= Peter Donnelly =

Statistical geneticist

Sir Peter James Donnelly (born 15 May 1959) is an Australian-British mathematician and Professor of Statistical Science at the University of Oxford, and the CEO of Genomics PLC. He is a specialist in applied probability and has made contributions to coalescent theory. His research group at Oxford has an international reputation for the development of statistical methodology to analyze genetic data.

== Background, family and education ==
Peter James Donnelly was born and raised in Brisbane, Queensland, the son of financial adviser, economic theorist and author Austin Donnelly and Sheila Donnelly. He is the brother of Sharon Donnelly and of eminent Australian financier, funds manager and company director Melda Donnelly. He was educated at St. Joseph's Christian Brothers College, Gregory Terrace, and later at the University of Queensland and at Balliol College, Oxford.

== Professional life ==

When elected to a chair at Queen Mary College, London in 1988 Donnelly was only 29. He held a chair at the University of Chicago (1994–96) and was head of the Department of Statistics at the University of Oxford from 1996 to 2001. From 2007 to 2018, he was Director, Wellcome Trust Centre for Human Genetics (WTCHG) in Oxford. He is a fellow at St Anne's College, Oxford.

Many leading statistical geneticists worked with Donnelly as young researchers including David Balding, Matthew Stephens and Jonathan Pritchard. One area in which he has a leading reputation is in the interpretation of DNA evidence. He has acted as an expert witness on forensic science in criminal trials.

He is noted for his collaborative work with biologists. He has been heavily involved in a number of large scale projects, such as the International HapMap Project and the Wellcome Trust Case Control Consortium, a genome-wide association study.

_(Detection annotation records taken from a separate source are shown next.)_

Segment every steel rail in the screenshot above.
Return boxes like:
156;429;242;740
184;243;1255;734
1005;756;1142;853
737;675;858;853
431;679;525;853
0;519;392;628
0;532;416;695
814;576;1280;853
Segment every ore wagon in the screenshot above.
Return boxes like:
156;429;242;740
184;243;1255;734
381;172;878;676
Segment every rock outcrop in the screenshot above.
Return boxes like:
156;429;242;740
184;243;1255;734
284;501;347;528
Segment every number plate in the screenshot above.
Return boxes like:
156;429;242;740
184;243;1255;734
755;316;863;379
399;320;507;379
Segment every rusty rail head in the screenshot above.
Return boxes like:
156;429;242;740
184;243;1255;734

In 2015, Donnelly was elected as Chairman of the Royal Society's Machine Learning Working Group.

== Awards and honours ==

Donnelly was elected a Fellow of the Royal Society in 2006 and also elected as a Fellow of the Academy of Medical Sciences in 2008.

Other significant awards and honours have included:

- 1980 University Medal, University of Queensland
- 1980-1983 Rhodes Scholarship
- 1984-1985 University of Wales Research Fellowship
- 1988 Elected Ordinary Member of the International Statistical Institute
- 1990 Special Invited Lecturer, Institute of Mathematical Statistics
- 1990-1995 SERC Advanced Fellowship
- 1995 Elected Fellow of the Institute of Mathematical Statistics
- 1999 Elected Honorary Fellow, Institute of Actuaries
- 2000 Bernoulli Lecturer, 5th World Congress of the Bernoulli Society
- 2001 Forum Lecturer, European Meeting of Statisticians
- 2002 Editor's Invited Paper, Statistical Society of Australia
- 2002 Mitchell Prize, of the American Statistical Association and ISBA
- 2004 Guy Medal in Silver, Royal Statistical Society
- 2007 Medallion Lecturer, Institute of Mathematical Statistics.
- 2007 The main paper from the Wellcome Trust Case Control Consortium, which Donnelly chaired, won several awards, including The Lancets Paper of the Year, Scientific Americans Research Leader of the Year, the Amadeus Prize, and one of Nature's Editor's Picks for 2007.
- 2009 Awarded the Weldon Memorial Prize
- 2022 Awarded an honorary doctoral degree from the University of Melbourne

Donnelly was knighted in the 2019 Birthday Honours for services to the understanding of human genetics in disease.